No âmbito da Operação POSEUR, em particular do projecto ““Elaboração de vinte planos de gestão de habitats naturais, da fauna e da flora selvagens, que incidem sobre sítios de importância comunitária (SIC), no âmbito da Diretiva Habitats”, o Instituto da Conservação da Natureza e Florestas (ICNF) elaborou um plano de gestão para a Zona Especial de Conservação (ZEC) Comporta/Galé. Para a sua elaboração recorreu a inúmera informação disponível, de âmbito biológico/ecológico e sócio/económico. A Sociedade Portuguesa de Ecologia (SPECO) congratula-se pela ampla divulgação o que denota preocupação em finalizar um plano que pretende ser instrumental para o desenvolvimento de medidas operacionais de conservação e gestão activa de habitats presentes nesta ZEC. Verifica, no entanto, que o documento elaborado, ficou aquém das expectativas, levantando dúvidas à medida em que se encontram as suas fragilidades, que seguidamente iremos expor. Nomeadamente, a caracterização dos diferentes habitats existentes, assim como as espécies prioritárias que necessitam de protecção especial, foi feita com base em informação cartográfica desactualizada e carta de solos pouco rigorosa. Foi ainda objecto deste plano a análise geral de instrumentos que podem colocar em causa a estratégia de conservação e o diagnóstico de problemas reais com que a área em questão se debate. Infelizmente, não tem em conta as recentes unidades agrícolas que, para além da construção urbanística, são uma grande ameaça à conservação destes habitats. Por último não se percebe como é que este plano não respeita as normas emanadas pela Comissão Europeia respeitante à necessidade de avaliar os custos inerentes às propostas de implementação dos planos de gestão.


CONSIDERAÇÕES GERAIS

É importante ficar claro que a SPECO concorda que a conservação desta faixa deve ter em conta a utilização sustentada do espaço, compatibilizando os usos e a defesa dos valores naturais. No entanto, o que se verifica em todo este território é uma pressão turística muito forte que levou, inclusive a alterações recentes de Planos Directores Municipais (PDM), e Planos de Urbanização (PU) a fim de facilitar a construção e alteração de uso de solo mesmo em pleno território de Rede Ecológica Natural (REN) e Rede Agrícola Nacional (RAN). Esta pressão, é perfeitamente assumida como acto consumado, sem qualquer intervenção ou ajustamento, por parte deste plano. No entanto, um plano sectorial de gestão pode (e deve) reajustar propostas de alteração a PDMs ou PUs. Para além da pressão turística, verifica-se o aumento descontrolado das explorações agrícolas com base numa agricultura de regadio, com base na captação de aquíferos, que coloca em causa toda a estabilidade dos ecossistemas ao longo desta faixa litoral.

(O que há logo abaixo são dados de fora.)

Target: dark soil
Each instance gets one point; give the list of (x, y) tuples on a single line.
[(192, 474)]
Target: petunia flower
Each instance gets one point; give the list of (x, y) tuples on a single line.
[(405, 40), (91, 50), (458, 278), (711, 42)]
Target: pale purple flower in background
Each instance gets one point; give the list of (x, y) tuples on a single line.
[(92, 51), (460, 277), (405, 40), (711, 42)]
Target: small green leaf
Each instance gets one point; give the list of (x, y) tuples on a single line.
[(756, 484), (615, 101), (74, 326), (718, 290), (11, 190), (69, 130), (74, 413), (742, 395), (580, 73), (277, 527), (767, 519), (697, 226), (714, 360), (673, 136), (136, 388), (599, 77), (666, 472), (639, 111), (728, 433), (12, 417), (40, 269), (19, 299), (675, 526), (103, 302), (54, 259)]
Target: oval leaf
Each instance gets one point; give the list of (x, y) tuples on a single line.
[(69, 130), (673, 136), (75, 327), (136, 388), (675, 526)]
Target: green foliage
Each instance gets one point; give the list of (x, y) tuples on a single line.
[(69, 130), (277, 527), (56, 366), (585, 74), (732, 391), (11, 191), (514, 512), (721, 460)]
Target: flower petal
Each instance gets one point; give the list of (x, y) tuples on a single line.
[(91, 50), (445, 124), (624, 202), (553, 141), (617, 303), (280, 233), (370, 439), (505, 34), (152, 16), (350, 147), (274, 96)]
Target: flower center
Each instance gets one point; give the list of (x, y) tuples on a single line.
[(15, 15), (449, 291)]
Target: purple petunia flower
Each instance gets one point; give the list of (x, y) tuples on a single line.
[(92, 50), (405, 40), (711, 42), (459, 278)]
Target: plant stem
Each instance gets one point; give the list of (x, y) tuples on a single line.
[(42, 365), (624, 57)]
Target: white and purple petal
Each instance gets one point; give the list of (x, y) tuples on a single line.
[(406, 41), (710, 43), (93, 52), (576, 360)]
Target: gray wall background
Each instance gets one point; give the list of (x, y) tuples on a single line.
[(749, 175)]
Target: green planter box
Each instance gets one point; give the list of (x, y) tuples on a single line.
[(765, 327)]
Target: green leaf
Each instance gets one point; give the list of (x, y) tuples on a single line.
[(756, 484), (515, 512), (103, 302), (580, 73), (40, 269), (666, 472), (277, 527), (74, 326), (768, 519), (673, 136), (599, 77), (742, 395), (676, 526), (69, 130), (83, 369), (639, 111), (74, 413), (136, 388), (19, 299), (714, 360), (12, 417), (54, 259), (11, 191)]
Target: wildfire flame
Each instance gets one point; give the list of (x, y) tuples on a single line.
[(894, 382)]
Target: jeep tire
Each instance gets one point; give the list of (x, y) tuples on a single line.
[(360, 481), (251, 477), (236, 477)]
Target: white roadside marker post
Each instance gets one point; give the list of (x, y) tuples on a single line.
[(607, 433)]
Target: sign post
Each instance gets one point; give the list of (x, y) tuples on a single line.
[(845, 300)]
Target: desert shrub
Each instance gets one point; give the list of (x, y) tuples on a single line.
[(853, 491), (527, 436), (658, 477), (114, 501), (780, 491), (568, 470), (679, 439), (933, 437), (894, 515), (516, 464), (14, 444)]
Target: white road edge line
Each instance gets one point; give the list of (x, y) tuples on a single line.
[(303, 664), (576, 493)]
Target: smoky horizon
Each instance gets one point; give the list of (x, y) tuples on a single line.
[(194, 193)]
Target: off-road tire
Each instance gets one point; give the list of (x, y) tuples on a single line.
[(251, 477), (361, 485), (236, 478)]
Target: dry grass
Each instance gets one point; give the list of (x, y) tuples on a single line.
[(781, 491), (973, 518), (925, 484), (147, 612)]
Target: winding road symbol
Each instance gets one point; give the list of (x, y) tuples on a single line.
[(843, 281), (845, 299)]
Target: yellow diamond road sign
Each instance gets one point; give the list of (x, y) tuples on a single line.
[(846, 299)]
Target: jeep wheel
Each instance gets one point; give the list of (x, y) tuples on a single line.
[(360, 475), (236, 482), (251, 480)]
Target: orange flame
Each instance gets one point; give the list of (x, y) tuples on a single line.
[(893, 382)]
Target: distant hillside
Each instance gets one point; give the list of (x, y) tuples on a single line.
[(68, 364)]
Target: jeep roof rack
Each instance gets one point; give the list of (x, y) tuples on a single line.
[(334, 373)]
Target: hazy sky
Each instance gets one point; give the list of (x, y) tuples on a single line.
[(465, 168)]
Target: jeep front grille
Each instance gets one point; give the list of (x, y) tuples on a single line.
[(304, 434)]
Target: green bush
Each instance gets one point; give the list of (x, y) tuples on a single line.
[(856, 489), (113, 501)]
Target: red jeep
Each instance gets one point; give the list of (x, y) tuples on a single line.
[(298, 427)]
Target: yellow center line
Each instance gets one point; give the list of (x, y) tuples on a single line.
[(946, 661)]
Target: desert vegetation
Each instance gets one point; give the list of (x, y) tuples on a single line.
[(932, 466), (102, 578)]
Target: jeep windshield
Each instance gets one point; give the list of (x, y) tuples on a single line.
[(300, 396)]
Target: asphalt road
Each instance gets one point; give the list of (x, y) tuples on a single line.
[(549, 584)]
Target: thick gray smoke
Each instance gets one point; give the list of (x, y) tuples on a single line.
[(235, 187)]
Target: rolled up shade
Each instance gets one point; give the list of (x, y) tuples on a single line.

Sendo este um plano de gestão sectorial, deveria detalhar:

1. todos os elementos florísticos e faunísticos mesmo nos limites meridionais de distribuição e que são merecedores de estatuto num quadro regional.

2. os outros habitats, importantes para a conservação dos prioritários como os arrozais, canais, cursos de água, caniçais, etc.

3. os projectos de restauro ecológico quer a nível de habitat quer de espécies, decorrentes da degradação e pressão antrópica, nomeadamente o restauro das condições para albergar, de novo, o lince ibérico que existia em todo este território.

4. os riscos efectivos e correctos que o desenvolvimento dos actuais e futuros planos urbanísticos e turísticos podem trazer para a salvaguarda destes habitats e espécies prioritárias, como é assumido sem quaisquer reservas.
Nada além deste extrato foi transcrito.